En l’espèce, il n’est pas contesté par la caisse que le médecin mandaté par l’employeur n’a pas été destinataire du rapport médical de la commission médicale de recours amiable l’ayant conduit à rendre son avis confirmant le taux d’IPP de 10% attribué par la caisse au salarié.
Cependant, les éléments figurant dans la note d’observations du médecin mandaté par l’employeur sont suffisamment étayés pour considérer que l’employeur a été mis en mesure de valablement faire valoir ses observations visant à remettre en cause l’évaluation faite par le médecin conseil ayant conduit la caisse à fixer taux d’IPP du salarié à 10%.
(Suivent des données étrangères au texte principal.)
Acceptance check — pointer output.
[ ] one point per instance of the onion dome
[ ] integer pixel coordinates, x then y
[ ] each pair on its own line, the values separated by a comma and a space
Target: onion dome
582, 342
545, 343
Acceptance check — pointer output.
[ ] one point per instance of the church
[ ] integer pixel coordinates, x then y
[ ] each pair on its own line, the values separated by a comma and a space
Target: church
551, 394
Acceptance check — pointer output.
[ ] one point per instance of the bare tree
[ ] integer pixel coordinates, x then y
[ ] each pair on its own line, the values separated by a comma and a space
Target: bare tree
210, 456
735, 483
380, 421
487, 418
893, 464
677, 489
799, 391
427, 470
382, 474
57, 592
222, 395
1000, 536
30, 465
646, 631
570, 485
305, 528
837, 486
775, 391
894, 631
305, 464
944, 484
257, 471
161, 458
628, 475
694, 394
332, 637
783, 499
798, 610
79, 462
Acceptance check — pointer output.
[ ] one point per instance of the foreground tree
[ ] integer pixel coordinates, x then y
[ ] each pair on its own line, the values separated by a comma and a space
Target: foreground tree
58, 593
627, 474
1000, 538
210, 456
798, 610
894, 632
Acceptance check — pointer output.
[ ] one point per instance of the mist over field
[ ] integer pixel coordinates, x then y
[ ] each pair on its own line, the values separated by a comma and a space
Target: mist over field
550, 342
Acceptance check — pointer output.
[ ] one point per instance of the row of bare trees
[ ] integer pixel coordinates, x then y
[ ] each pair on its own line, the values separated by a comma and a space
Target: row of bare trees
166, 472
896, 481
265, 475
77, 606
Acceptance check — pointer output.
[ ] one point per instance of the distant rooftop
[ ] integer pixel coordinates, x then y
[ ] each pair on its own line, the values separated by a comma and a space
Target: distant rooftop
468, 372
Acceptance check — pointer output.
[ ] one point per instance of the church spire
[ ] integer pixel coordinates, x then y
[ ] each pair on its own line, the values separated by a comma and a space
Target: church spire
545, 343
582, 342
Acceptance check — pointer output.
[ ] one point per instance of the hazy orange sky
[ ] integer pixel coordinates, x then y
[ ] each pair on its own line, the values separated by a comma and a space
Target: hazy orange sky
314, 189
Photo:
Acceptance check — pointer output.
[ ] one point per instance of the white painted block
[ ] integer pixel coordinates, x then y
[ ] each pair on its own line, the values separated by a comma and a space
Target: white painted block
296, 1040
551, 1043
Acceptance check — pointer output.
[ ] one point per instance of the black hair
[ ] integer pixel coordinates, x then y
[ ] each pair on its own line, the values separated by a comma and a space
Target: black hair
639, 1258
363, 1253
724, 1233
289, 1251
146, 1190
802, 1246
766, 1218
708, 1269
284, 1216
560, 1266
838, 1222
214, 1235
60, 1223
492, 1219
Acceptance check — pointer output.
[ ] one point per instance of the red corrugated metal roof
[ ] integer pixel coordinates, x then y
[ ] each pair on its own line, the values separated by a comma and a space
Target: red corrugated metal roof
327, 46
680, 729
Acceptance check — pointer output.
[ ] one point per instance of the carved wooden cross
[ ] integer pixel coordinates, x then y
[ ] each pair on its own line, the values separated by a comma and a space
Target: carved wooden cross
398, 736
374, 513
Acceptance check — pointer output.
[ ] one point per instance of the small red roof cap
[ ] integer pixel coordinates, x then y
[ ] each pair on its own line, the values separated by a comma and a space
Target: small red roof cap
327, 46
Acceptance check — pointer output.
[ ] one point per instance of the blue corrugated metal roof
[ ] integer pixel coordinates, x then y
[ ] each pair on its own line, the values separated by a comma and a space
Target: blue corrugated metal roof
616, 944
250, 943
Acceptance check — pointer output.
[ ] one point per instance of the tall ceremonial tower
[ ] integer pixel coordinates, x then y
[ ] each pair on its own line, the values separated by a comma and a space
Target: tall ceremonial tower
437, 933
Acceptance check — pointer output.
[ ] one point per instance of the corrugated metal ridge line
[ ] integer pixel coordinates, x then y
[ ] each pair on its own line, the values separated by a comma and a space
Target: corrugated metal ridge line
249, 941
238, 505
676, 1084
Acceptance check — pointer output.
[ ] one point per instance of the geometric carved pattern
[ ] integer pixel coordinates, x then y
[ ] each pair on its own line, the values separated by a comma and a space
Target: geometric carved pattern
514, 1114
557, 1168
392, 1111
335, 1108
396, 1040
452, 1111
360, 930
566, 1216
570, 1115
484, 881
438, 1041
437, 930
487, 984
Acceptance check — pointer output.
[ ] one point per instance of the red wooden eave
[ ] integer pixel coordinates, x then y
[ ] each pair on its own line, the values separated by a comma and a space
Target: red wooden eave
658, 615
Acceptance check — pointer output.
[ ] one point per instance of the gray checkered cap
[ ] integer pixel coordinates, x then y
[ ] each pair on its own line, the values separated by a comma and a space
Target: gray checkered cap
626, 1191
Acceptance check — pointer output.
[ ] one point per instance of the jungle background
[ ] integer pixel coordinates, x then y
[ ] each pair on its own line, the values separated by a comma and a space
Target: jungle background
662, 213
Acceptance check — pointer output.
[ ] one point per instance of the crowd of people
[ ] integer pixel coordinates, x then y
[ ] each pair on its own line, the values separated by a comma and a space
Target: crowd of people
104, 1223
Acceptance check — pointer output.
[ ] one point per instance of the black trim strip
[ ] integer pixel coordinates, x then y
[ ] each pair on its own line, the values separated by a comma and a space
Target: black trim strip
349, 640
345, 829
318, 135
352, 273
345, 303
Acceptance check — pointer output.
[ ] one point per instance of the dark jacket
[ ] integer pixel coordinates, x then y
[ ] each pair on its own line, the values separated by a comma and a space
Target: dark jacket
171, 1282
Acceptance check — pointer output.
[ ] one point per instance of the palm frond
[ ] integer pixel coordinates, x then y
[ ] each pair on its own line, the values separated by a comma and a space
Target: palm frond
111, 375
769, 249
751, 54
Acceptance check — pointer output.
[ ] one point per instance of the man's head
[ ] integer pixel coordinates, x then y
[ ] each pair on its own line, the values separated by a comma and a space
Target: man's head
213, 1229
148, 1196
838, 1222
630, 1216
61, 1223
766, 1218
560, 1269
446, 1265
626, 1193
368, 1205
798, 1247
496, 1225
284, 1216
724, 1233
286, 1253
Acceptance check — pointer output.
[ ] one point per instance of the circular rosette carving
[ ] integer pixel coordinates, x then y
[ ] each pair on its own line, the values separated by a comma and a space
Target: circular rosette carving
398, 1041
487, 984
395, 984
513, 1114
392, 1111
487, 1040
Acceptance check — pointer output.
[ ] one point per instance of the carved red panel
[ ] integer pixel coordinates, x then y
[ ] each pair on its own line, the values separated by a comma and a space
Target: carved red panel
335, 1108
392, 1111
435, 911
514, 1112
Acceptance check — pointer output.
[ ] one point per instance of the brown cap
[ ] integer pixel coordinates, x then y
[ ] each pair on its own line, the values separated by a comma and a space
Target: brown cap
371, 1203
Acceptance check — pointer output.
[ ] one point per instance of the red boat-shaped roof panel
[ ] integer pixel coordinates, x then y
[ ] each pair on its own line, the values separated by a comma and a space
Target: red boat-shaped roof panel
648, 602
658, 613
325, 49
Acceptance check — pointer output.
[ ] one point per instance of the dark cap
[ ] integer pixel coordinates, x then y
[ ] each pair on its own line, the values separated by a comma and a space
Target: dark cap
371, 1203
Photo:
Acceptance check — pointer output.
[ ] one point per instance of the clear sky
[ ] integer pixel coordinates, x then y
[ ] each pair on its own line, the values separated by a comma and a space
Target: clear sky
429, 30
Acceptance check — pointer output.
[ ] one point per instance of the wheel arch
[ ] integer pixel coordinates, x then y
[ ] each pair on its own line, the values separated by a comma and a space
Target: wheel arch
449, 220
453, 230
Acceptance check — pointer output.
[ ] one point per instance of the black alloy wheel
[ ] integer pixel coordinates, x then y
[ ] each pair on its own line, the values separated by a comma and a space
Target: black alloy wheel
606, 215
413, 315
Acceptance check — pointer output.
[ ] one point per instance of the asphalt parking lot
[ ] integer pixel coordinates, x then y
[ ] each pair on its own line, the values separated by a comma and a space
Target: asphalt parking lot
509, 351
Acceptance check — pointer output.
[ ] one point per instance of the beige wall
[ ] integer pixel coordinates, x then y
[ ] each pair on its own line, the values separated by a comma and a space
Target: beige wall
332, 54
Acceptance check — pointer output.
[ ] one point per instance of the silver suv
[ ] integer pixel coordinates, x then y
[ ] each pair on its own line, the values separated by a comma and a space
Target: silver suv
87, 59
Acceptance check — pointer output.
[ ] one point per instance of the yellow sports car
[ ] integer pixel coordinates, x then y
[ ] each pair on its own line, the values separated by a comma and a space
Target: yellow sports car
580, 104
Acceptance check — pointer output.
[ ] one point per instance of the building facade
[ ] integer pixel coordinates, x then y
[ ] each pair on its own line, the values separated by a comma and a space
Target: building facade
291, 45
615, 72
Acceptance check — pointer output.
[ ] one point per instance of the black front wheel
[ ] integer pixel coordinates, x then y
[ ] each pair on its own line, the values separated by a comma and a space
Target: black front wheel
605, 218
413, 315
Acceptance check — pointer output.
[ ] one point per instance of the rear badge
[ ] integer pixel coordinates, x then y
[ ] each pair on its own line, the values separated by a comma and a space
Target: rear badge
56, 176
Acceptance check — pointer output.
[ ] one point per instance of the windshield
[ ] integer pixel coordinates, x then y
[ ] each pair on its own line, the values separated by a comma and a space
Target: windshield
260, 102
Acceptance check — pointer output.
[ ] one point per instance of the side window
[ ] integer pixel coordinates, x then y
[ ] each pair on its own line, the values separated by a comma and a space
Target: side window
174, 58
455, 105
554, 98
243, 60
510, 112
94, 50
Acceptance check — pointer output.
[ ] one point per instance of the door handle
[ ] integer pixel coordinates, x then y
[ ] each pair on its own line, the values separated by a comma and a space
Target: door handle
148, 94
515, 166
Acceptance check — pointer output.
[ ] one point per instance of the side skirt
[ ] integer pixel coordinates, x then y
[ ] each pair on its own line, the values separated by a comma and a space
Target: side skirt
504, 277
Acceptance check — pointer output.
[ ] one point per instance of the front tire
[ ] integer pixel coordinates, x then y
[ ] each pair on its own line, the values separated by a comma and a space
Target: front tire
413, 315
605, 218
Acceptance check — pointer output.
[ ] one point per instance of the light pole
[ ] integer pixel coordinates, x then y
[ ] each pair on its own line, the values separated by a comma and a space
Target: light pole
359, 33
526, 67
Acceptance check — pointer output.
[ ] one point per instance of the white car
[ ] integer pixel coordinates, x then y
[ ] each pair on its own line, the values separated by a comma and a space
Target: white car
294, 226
Or, il ressort de l’ensemble des éléments précités que la contestation de l’employeur n’est pas de nature à remettre sérieusement en cause le taux d’IPP attribué au salarié et qu’il n’y a dès lors pas lieu d’ordonner une expertise médicale judiciaire.
Par conséquent, l’employeur sera débouté de l’ensemble de ses demandes et le taux d’IPP de 10% attribué au salarié à la consolidation de l’accident du travail du 14 septembre 2022 lui sera déclaré opposable.
Les contestations de l’employeur étant rejetées, il sera condamné aux entiers dépens.
PAR CES MOTIFS,
Le tribunal statuant après en avoir délibéré conformément à la loi, publiquement, par mise à disposition au greffe, par jugement contradictoire et en premier ressort,
DEBOUTE la SAS [4] de l’ensemble de ses demandes ;
DECLARE opposable à la SAS [4] le taux d’IPP de 10 % attribué par la [5] à M. [D] [C] à la consolidation de l’accident du travail du 14 septembre 2022 ;
CONDAMNE la SAS [4] aux entiers dépens de l’instance.
Ainsi jugé et prononcé les jour, mois et an susdits.